Reaper stepped back and massaged his neck. ‘You scare easy, Lock. All I’m saying is I’ve had a lot of years down on my own, so it’s not going to be easy to share a cell again. We’re gonna need some rules.’
‘Agreed,’ said Lock. ‘And my first rule is, your books sleep on the floor, not me.’
‘Fine, but no going near my shit unless you ask first.’
‘Well, I’m not big into handicraft,’ Lock countered, nodding towards Reaper’s crocheting. ‘Anything else?’
‘Keep the cell clean. And don’t be running off your mouth about shit that doesn’t interest me.’
As a list of dos and don’ts went, this wasn’t any more extensive than many of the people Lock had protected.
‘I hear you. I was in the military long enough to cope with sharing confined quarters.’
‘Same here,’ Reaper said. ‘But the Bay’s a little different. First, you got the toads. You gotta watch out for them.’
‘Toads?’
‘Toads. Blacks. Negroes. Then you got your Nortenos and Surenos. You getting this? Nortenos are the Hispanics from northern California, Surenos are from the south. The ones from Mexico are the Border Brothers. They associate separately on the yard, but they all fall under the control of the Mexican Mafia.’
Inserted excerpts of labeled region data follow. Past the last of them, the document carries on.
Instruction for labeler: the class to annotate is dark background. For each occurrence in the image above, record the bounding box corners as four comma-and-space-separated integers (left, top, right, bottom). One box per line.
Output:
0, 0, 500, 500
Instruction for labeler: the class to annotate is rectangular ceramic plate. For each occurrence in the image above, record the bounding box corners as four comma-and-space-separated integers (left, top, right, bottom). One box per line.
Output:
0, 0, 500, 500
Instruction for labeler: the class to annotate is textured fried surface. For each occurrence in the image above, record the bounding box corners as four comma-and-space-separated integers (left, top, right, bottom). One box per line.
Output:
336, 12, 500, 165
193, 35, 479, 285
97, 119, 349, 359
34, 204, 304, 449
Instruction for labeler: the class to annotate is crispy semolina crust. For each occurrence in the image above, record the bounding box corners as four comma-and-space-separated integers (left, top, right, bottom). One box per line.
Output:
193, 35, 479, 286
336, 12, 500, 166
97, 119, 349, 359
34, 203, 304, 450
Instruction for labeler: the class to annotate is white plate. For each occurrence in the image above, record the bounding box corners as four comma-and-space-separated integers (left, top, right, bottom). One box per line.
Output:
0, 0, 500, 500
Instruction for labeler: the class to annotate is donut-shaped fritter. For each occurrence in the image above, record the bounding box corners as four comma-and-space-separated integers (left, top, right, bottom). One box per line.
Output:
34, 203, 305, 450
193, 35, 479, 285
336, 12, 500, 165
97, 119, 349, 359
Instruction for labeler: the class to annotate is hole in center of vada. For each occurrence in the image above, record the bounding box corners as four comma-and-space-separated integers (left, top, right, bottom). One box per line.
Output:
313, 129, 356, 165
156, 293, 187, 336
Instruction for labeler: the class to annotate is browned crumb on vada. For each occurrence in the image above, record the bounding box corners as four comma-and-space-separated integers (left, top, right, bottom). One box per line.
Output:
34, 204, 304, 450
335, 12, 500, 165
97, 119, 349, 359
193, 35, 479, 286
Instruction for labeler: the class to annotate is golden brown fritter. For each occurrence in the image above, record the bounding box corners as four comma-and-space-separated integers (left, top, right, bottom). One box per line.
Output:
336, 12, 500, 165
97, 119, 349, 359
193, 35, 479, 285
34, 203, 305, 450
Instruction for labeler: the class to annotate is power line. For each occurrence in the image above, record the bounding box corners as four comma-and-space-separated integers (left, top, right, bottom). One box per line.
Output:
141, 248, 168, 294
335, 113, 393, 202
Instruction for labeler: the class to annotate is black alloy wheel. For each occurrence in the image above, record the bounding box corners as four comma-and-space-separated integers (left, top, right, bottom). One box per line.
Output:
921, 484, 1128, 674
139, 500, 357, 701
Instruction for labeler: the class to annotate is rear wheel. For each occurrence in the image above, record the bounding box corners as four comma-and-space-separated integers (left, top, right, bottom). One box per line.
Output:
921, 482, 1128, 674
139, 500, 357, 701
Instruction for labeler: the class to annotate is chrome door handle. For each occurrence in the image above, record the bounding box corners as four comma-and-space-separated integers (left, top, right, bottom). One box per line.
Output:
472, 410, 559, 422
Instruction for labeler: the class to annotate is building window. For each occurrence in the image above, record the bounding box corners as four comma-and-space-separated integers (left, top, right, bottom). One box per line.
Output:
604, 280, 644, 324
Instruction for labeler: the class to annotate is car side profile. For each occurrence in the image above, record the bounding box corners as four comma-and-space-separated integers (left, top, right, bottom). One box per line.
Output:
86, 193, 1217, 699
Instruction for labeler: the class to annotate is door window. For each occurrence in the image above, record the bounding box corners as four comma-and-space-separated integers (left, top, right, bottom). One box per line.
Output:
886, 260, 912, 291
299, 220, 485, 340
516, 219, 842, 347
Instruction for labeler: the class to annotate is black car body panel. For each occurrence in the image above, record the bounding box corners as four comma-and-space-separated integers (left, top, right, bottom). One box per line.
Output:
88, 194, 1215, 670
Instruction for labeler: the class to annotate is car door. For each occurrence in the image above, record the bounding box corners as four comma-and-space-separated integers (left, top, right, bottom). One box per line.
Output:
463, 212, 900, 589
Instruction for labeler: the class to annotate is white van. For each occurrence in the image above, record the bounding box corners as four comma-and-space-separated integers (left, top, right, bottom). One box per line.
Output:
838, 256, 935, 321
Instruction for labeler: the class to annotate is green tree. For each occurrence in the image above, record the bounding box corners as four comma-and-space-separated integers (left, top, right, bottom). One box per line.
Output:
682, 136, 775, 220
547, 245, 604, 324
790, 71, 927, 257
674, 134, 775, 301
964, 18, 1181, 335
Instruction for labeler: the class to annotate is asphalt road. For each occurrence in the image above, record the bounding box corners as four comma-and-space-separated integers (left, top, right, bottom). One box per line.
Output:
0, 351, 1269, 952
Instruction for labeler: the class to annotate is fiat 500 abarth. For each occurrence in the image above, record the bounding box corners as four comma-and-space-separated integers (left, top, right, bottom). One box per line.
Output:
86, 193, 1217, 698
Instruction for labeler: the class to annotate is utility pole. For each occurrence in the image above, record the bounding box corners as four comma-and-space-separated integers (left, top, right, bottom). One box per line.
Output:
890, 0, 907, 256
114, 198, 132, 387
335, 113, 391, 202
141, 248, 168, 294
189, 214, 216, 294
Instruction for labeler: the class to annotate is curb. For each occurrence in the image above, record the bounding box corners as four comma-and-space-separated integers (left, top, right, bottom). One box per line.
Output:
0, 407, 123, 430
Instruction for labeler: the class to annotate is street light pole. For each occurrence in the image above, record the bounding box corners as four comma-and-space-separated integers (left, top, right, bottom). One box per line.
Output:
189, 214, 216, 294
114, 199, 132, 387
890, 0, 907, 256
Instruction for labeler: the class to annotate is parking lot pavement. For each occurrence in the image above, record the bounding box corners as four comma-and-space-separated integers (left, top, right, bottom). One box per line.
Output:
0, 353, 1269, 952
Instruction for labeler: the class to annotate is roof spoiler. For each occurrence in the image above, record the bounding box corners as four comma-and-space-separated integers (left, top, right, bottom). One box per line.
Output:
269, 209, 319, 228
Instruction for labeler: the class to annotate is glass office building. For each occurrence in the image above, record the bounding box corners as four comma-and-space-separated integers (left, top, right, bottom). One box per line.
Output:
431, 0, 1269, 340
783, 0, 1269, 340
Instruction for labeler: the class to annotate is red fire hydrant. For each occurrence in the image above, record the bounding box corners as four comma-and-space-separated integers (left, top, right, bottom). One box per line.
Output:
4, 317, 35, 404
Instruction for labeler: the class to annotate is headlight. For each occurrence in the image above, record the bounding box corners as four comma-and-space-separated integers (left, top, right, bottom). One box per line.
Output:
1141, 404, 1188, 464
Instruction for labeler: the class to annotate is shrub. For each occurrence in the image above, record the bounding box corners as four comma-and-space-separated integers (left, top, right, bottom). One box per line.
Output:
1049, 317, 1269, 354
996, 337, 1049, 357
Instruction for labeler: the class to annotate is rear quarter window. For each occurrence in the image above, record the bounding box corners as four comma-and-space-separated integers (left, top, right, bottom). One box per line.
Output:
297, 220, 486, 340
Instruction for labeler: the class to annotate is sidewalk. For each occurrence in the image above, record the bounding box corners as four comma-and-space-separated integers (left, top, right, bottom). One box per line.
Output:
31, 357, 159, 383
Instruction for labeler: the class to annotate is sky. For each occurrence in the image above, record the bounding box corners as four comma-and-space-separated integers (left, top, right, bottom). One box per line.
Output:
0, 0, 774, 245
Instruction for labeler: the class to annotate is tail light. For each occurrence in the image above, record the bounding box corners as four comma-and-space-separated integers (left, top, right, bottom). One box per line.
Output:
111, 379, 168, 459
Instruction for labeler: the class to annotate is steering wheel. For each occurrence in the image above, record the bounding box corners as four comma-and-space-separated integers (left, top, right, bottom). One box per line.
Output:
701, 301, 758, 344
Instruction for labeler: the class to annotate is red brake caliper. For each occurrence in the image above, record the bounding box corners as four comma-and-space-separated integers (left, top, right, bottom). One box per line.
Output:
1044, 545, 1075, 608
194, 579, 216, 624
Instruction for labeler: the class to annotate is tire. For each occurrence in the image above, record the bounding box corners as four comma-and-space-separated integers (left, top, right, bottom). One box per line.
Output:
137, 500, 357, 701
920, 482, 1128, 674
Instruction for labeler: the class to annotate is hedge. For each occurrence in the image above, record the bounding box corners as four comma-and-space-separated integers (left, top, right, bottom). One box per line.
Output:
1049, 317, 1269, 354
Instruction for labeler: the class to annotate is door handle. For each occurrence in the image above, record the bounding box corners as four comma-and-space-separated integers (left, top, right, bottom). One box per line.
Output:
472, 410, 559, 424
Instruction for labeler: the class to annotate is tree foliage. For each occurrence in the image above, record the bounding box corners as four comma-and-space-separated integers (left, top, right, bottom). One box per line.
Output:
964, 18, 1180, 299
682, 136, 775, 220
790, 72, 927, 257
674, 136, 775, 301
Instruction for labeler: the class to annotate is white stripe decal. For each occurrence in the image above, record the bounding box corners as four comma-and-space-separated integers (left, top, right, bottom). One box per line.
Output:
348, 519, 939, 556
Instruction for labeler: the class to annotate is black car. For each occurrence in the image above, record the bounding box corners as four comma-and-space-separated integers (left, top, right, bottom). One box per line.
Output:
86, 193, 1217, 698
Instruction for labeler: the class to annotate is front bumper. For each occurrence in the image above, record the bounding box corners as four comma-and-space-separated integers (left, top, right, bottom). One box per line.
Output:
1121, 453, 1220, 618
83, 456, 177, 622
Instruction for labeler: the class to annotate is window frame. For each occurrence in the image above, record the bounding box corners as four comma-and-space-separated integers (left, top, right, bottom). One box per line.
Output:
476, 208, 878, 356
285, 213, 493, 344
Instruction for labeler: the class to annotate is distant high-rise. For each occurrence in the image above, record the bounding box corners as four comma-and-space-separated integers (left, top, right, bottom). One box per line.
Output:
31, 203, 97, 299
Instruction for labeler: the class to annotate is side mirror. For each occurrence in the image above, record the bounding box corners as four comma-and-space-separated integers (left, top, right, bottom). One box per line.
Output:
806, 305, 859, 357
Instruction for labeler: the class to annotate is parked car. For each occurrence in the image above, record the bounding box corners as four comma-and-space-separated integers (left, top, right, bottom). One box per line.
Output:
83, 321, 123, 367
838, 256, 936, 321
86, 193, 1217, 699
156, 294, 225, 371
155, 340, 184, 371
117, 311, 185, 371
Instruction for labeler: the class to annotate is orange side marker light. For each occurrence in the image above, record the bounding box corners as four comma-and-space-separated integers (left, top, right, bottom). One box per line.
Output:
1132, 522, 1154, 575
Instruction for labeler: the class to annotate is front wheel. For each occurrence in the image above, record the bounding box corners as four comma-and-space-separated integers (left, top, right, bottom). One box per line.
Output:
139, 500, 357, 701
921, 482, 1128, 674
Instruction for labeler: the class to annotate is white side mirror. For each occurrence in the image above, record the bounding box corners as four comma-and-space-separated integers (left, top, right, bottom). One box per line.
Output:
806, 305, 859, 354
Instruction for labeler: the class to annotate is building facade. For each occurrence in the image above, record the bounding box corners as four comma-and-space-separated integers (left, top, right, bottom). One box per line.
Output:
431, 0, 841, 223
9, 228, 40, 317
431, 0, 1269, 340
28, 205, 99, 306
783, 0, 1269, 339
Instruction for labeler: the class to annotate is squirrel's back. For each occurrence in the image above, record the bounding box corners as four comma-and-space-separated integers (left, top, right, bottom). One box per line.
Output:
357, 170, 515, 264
‘That’s the gang they call La Eme?’
‘Nice to see you did some homework, Lock. Yeah, La Eme got their shit down cold.’
‘I thought they were tight with the Aryan Brotherhood too.’
‘They’re allied to whoever doesn’t draw any heat on them. Remember, out on that yard and in the unit, all that matters is that you stand with your own. Check all that black and white together bullshit at the door. Don’t matter who you are, who you roll with, or who you’re talking to. In Pelican Bay, you’re in the jungle.’